リクルートという会社は、OBに何人もの上場企業社長がいるなど、起業家精神を育てる人材輩出企業として定評があります。
その秘密を理解したくて、リクルート創業者である江副氏が最近記したばかりの「リクルートのDNA」という書籍を読みました。
人材を輩出しうる企業文化は、こうしたリーダーの価値観、能力や成功の経緯等から生じるのかと、感心することもさることながら、個人的にはリクルートの失敗に関する部分に対して強い刺激を受けました。

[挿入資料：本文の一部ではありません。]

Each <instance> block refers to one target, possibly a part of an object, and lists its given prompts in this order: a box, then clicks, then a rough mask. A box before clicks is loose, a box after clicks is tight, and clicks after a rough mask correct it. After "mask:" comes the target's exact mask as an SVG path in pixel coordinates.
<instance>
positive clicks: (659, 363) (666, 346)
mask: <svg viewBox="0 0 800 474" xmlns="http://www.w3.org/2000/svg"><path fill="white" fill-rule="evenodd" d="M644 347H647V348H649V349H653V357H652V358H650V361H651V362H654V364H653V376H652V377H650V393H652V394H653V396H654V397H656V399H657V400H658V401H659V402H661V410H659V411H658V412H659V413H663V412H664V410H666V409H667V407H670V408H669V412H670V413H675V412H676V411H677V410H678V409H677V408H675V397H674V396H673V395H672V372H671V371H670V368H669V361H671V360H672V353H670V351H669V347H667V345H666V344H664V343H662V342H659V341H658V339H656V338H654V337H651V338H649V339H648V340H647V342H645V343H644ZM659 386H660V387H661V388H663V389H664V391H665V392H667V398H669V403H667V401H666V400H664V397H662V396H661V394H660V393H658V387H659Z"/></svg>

不動産情報のオンライン事業や、第二種電気通信事業、電話事業など、今では大きな成功を収めた事業者がある一方で、リクルートはそれらに対していち早くかつ強力に行動したにも関わらず、成功できなかったのです。
情報収集をしつつ時代の流れを読んで、変化に対応することは大切でしょう。
しかし、どうやら対応が早過ぎても失敗するようです。
江副氏はこれらの失敗に対して、ドラッガーの言葉を借りて「変化をコントロールすることはできない。
できるのは先頭に立つことだけである」とコメントしています。
私は最近、将来予測に強い関心を持っていたのですが、その理由は「将来勝ち組でいられるに、将来予測を徹底し、先回りしてその状況を確立しておきたい」というものでした。

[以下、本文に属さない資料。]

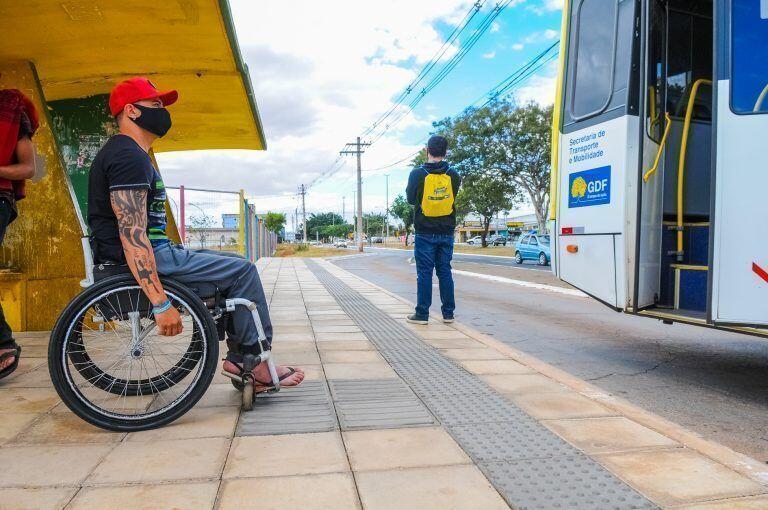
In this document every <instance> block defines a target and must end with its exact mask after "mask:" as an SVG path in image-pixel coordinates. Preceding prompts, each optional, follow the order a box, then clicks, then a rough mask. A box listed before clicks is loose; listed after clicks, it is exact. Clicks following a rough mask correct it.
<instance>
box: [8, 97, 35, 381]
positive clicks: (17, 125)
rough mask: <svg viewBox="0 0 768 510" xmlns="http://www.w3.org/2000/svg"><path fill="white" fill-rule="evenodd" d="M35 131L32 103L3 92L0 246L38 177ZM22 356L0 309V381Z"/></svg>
mask: <svg viewBox="0 0 768 510" xmlns="http://www.w3.org/2000/svg"><path fill="white" fill-rule="evenodd" d="M35 131H37V110H35V106H34V105H33V104H32V102H31V101H30V100H29V99H27V97H26V96H25V95H24V94H22V93H21V92H20V91H18V90H16V89H7V90H0V245H2V244H3V238H4V237H5V230H6V229H7V228H8V225H9V224H10V223H11V222H12V221H13V220H15V219H16V216H17V215H18V212H17V209H16V202H17V201H19V200H21V199H22V198H24V181H25V180H26V179H31V178H32V177H34V175H35V148H34V146H33V145H32V135H34V134H35ZM20 355H21V346H20V345H18V344H17V343H16V341H15V340H14V339H13V331H11V327H10V326H9V325H8V323H7V322H6V320H5V315H4V314H3V308H2V306H0V379H2V378H4V377H7V376H9V375H11V373H13V372H14V371H15V370H16V369H17V368H18V366H19V356H20Z"/></svg>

しかし、この本を読んだことで、「対応が早すぎても失敗するので、先回りはできない」、という答えに辿り着いたような気がします。
先回りできれば楽ができると思っていたのですが、そんなうまい話はないようです。
苦しくても常に最善を尽くして、変化の先頭に立ち続ける努力を継続しないといけないと思いました。

<補足コメント>
「10年後の日本」という文春新書によると、少子高齢化、所得格差、治安悪化、インフラの老朽化、地方自治体の破綻、年金崩壊、フリーターやひきこもり、離婚ラッシュ、地球温暖化、大震災の発生、感染症の大流行などなど、それはそれは暗い将来の予測が、説得力をもって記述されています。
これほどまでに最悪の予想をしてもらえると、かえって事前の対策なんて無理だと諦めがつくような代物です。
目の前にある課題に対して、少し先を見通しながら、絶えず変化の先頭に立つ努力をしようと思ったのは、実はこんな書籍にも影響されています。